# AURA - New Construction



## ROOMINADAY (Mar 20, 2009)

Are there any PT members using BM AURA or equivalent self priming paints for their prime/base and finish coats exclusively in NEW construction?

I painted my whole new house with it except the ceilings. I have tried the BM Ceiling paint a few times and was not comfortable with the results and have been gun shy to use it more frequently.

We are almost 100% AURA now in repaints as it saves a ton of time and increases our efficiencies. We also use it extensively in small rooms with new drywall. 

I do however, like the finish/build a good coat of primer leaves on new drywall. All drywall here is level 4. 


Any comments, thoughts, experiences to share?


----------



## jack pauhl (Nov 10, 2008)

Interesting topic. Good question. Because all I really ever paint is new drywall I am going to chime in by saying i have used many paints as self priming paints on new construction for a 2 coat process with a very wide variety of results. I have only two I'd recommend, the Glidden Ultra-Hide 1410 semi-matte and BEHR Ultra satin. Its not so much an adhesion issue with the other paints I used but rather the uniformity factor in the finish for 2 coats.

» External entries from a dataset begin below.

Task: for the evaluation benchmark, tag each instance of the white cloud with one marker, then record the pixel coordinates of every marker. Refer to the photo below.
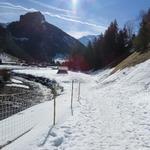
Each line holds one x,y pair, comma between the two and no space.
58,16
51,7
78,35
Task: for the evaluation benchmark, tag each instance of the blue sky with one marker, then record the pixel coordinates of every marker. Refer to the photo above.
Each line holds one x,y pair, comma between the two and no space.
76,17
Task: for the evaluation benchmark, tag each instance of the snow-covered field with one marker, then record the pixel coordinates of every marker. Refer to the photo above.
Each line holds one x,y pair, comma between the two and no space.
113,113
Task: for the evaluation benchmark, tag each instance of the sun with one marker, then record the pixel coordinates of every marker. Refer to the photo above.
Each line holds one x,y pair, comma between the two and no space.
74,2
74,5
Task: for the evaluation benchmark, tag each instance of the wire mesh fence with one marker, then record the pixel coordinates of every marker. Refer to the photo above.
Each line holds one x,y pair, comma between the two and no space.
14,121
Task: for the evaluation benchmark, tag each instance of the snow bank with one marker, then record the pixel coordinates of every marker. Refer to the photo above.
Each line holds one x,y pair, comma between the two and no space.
113,113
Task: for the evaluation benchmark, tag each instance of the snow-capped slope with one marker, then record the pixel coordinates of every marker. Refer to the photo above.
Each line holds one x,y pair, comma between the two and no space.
113,112
6,58
86,39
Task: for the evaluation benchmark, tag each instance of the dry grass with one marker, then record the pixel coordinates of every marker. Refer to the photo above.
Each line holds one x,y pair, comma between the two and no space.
132,60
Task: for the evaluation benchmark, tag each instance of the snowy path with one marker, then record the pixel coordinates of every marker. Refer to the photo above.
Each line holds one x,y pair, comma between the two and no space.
114,113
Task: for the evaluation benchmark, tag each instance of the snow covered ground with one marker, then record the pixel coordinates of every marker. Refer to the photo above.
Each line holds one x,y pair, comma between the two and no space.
113,113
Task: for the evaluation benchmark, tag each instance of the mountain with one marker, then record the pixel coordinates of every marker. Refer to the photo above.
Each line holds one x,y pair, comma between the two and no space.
32,38
86,39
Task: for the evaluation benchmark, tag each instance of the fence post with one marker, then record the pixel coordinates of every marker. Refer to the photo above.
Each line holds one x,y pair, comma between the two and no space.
54,92
79,92
54,121
72,98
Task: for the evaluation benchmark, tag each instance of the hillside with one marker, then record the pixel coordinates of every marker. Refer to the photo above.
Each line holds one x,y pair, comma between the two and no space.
86,39
113,115
34,39
132,60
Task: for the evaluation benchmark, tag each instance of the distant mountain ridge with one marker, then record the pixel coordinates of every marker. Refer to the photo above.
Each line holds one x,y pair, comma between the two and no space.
32,38
86,39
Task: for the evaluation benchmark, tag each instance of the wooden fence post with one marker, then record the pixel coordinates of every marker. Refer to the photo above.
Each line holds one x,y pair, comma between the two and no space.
54,92
72,98
79,91
54,121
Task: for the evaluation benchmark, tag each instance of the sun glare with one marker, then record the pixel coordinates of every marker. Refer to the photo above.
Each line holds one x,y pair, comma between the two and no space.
74,2
74,5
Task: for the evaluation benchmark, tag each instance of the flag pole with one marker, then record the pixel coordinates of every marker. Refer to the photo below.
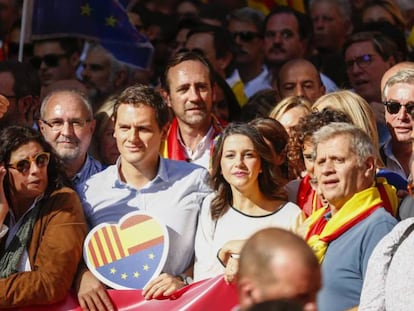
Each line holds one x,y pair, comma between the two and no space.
22,31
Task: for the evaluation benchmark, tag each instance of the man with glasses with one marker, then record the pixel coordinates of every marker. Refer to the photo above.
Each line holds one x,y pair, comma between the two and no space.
66,122
56,59
398,99
286,36
245,25
217,45
368,55
20,90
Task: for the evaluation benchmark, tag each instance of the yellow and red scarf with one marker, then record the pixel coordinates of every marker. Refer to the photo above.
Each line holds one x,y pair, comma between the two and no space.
322,231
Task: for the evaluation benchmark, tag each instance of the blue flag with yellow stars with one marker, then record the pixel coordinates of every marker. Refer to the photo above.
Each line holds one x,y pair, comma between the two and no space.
103,20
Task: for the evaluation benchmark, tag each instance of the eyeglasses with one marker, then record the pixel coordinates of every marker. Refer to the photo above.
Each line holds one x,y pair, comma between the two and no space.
23,166
57,124
51,60
362,61
393,107
246,36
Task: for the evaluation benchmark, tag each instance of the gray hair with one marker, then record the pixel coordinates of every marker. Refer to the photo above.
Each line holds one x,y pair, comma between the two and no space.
83,98
360,143
402,76
248,15
344,6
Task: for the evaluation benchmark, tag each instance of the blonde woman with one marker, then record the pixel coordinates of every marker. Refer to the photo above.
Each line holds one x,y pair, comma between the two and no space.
289,111
357,109
362,115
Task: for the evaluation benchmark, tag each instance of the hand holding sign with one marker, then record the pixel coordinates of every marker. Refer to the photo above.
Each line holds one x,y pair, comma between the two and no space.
129,254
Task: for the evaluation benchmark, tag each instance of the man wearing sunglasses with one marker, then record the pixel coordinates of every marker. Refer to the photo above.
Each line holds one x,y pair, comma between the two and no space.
56,59
398,99
20,88
245,25
368,55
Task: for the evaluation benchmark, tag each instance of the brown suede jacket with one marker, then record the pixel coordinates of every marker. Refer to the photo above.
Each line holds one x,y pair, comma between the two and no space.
54,254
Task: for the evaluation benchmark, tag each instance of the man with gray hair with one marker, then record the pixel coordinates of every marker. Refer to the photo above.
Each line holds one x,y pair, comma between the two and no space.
398,99
67,123
245,25
344,232
277,264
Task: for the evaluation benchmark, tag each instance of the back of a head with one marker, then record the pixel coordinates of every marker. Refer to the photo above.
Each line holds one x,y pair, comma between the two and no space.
355,107
265,245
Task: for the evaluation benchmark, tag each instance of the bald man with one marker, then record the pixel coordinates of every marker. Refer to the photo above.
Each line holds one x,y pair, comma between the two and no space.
299,77
275,264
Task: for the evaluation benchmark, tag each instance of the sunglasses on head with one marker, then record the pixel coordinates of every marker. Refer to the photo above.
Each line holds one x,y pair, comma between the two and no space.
393,107
245,36
23,166
51,60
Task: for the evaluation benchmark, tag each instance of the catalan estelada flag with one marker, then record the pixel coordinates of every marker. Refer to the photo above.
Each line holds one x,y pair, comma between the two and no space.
129,254
103,20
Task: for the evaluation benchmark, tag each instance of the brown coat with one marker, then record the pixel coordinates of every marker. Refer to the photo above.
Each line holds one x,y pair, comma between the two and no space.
54,254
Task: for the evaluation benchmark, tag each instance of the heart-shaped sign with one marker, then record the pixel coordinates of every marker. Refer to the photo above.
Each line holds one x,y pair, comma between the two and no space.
129,254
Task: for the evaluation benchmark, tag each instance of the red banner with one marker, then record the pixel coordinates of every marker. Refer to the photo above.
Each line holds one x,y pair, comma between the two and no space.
211,294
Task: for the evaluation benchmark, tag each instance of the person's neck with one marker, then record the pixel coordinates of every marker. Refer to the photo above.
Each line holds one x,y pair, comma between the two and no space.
254,202
192,135
249,71
138,175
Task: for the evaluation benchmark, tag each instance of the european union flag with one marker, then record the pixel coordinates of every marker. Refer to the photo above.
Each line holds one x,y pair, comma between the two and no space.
102,20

I would be curious to know anyone using Aura on straight bare board too. How it looks, and how it touches up.


----------



## jason123 (Jul 2, 2009)

I've always wondered about the self priming paints.. Can it be used on new construction and will it actually seal the wall. The job im on now im going to spot prime all the touchups of plaster and then top coat .. I would just use one paint.. however pretty sceptical if its actually going to prevent the flashing!!!


----------



## jack pauhl (Nov 10, 2008)

jason123 said:


> I've always wondered about the self priming paints.. Can it be used on new construction and will it actually seal the wall. The job im on now im going to spot prime all the touchups of plaster and then top coat .. I would just use one paint.. however pretty sceptical if its actually going to prevent the flashing!!!


Like I mentioned above and even with paint not sold as "self priming", the issue is rarely an adhesion/sealing issue but more like you're concerned about, the flashing aspect. Thats really more the issue IMO and hard to get out of a 2 coat system. 

Your new homes have plaster or are you loosely using the term plaster for mud or patching? I'd be more concerned with paints of sheen than flat paint.

What sheen in Aura are you guys using on a regular basis or more of?


----------



## briancreary (Oct 12, 2010)

*Aura*

We are talking about my all time favorite paint now. I love Aura...but. on bare Drywall I would still start with a PVA primer for a couple reasones. The Poly vinyl will block moisture coming from the inside of the home and gives you a good starting point with stippling to run your Aura. I will say that I typically do re-paints and get very little new construction any more (thanks State of Michigan economy), so it is nothing for me to PVA, sand, Aura, sand, Aura again; this may be a bit much on a whole house when you just want to get the money flowing. 

Plus, a question here, do home onwers that are building new really request Aura at $50 to $72 a gallon? It seems to me that even the richest customer would try to get some savings on the paint and just go with Pittsburg (which I also like BTW) and save the extra money for their wall sized Plasma screen T.V. .


----------



## NCPaint1 (Aug 6, 2009)

I used Aura in my home, not every room, but the main living areas. It was already painted before...poorly, may have just been primed...could still see the seams through it. Anyways, I primed all my patches with a coat of Aura, then rolled it out. Most areas were great with 1 coat, although I did 2 coats on a few high walls simply because I had lapping. Hide wasnt the issue. 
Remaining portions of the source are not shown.